Anita oraz Adrian stali się jedną z ulubionych par widzów „Ślubu od pierwszego wejrzenia”, a ich uczucie można było obserwować na srebrnym ekranie przez cały czas trwania show. Para istotnie została dobrze dobrana – świetnie się dogadują. Mają już dwoje dzieci – synka, Jerzyka, oraz zaledwie kilkumiesięczną córeczkę. Jak się jednak okazuje internauci doszukują się sensacji. Ostatnio pod jednym z postów Anity zawrzało. Fanka uczestniczki popularnego programu zauważyła dłuższą nieobecność Adriana. Postanowiła zatem spytać u źródła. Choć początkowo Anita ukrywała komplikacje w związku, prawda wreszcie wyszła na jaw.

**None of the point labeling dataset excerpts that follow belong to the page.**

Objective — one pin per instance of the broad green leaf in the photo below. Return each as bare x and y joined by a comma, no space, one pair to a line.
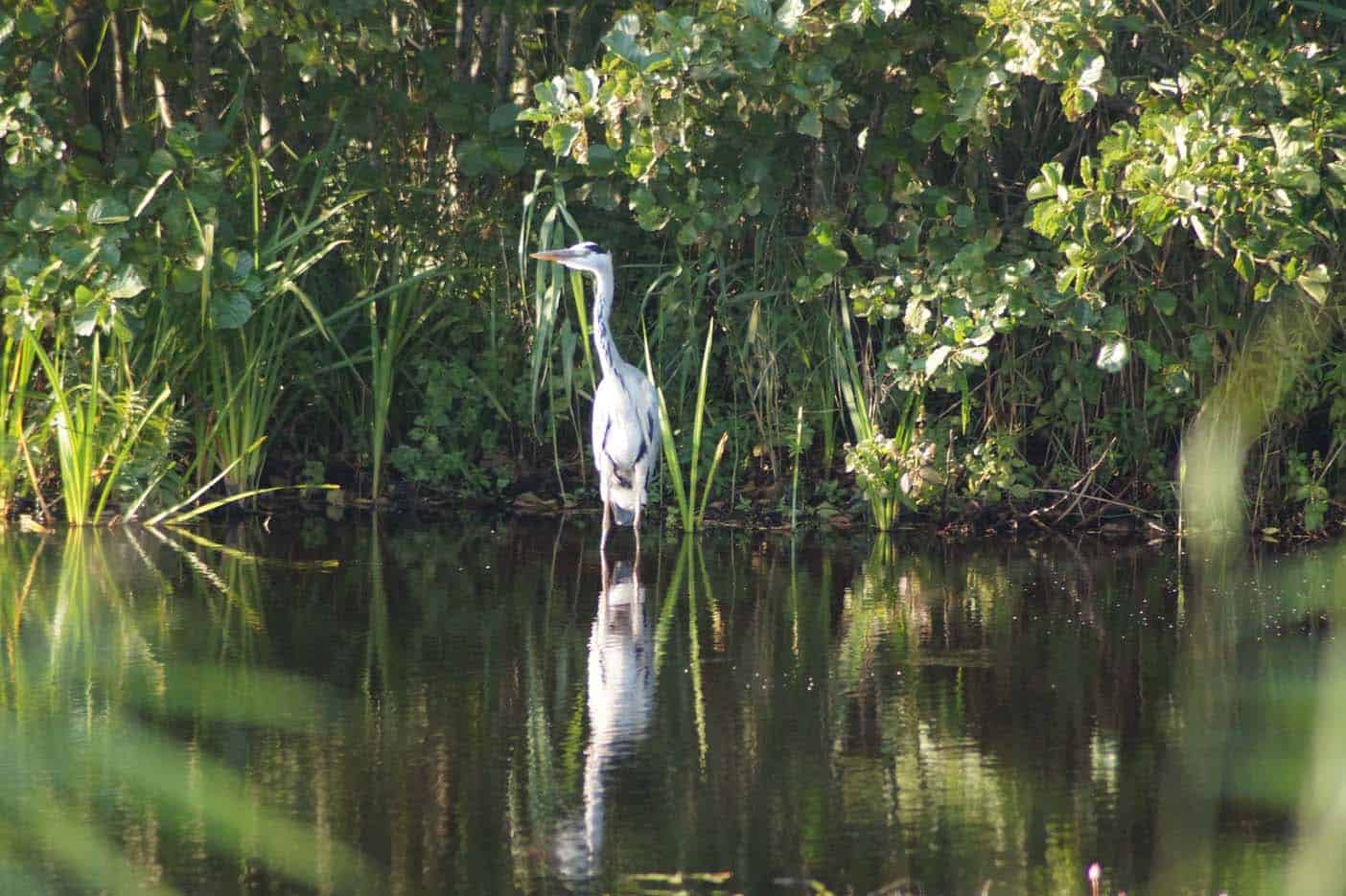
972,356
126,284
85,319
1315,283
160,160
230,310
788,15
937,358
639,160
1048,183
1112,356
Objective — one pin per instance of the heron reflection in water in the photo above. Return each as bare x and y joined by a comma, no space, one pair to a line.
620,696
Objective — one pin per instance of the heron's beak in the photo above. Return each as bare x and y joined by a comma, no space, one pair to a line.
555,255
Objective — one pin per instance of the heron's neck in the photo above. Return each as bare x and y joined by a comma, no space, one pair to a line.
607,354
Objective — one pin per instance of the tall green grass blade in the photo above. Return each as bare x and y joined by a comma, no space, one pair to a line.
170,512
126,448
795,485
700,410
244,495
709,476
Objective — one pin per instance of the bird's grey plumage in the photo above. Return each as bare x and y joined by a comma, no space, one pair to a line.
626,410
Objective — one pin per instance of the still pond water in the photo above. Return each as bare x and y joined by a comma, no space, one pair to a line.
485,709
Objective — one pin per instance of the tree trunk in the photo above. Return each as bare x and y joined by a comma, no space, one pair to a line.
505,59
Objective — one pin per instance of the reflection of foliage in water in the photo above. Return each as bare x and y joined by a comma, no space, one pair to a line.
940,715
116,775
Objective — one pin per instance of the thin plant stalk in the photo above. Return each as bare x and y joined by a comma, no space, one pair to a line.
799,449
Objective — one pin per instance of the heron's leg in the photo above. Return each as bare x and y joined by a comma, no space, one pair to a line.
607,523
638,482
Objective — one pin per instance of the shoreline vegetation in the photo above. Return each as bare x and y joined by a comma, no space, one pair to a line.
956,264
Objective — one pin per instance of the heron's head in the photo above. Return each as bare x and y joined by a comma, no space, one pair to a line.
582,256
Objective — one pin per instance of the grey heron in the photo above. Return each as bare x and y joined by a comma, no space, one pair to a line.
626,406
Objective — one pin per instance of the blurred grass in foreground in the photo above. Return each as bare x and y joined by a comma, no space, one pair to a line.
108,773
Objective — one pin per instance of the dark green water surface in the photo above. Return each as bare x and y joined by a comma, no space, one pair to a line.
483,709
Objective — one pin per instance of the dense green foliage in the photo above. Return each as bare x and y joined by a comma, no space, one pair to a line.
996,252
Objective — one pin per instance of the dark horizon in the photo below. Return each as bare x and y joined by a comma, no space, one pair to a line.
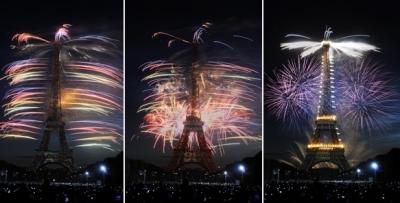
226,16
87,17
378,20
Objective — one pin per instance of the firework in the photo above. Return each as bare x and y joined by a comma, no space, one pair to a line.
292,94
90,90
364,91
226,96
337,47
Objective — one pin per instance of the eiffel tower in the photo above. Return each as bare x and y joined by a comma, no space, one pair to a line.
325,146
54,125
184,154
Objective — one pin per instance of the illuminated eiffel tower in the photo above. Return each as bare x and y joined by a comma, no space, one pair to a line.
54,125
183,153
325,146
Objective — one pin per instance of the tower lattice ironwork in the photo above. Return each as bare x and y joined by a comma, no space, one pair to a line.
183,153
54,124
325,145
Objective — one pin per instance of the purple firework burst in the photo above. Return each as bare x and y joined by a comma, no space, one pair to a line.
292,94
364,94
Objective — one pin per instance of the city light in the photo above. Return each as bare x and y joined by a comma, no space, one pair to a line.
321,146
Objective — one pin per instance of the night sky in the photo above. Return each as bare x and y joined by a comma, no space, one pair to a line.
181,18
379,19
43,18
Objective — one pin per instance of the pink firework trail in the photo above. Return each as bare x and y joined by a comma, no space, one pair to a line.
90,90
227,96
365,94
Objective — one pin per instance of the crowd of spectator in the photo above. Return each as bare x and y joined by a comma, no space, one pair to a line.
292,191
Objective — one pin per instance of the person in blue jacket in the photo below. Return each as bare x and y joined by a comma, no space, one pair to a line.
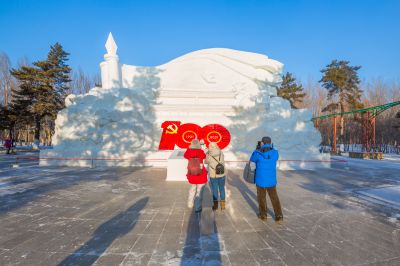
265,159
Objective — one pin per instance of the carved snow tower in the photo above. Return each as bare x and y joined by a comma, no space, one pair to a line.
120,123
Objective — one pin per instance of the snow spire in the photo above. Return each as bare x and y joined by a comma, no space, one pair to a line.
111,46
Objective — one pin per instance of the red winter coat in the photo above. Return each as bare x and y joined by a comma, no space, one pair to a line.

Jak się okazało para faktycznie przeżywała kryzys. Wszystko z powodu rozłąki. Ze względu na pracę małżeństwo dzieliło swoje życie na dwa miasta. Adrian rzadko bywał w domu, co wpłynęło na pogarszające się miedzy nimi relację. Często dochodziło miedzy nimi do sprzeczek, które wynikały z błahych spraw, takich jak np. nie poskładane pranie. Na szczęście udało się rozwiązać problem.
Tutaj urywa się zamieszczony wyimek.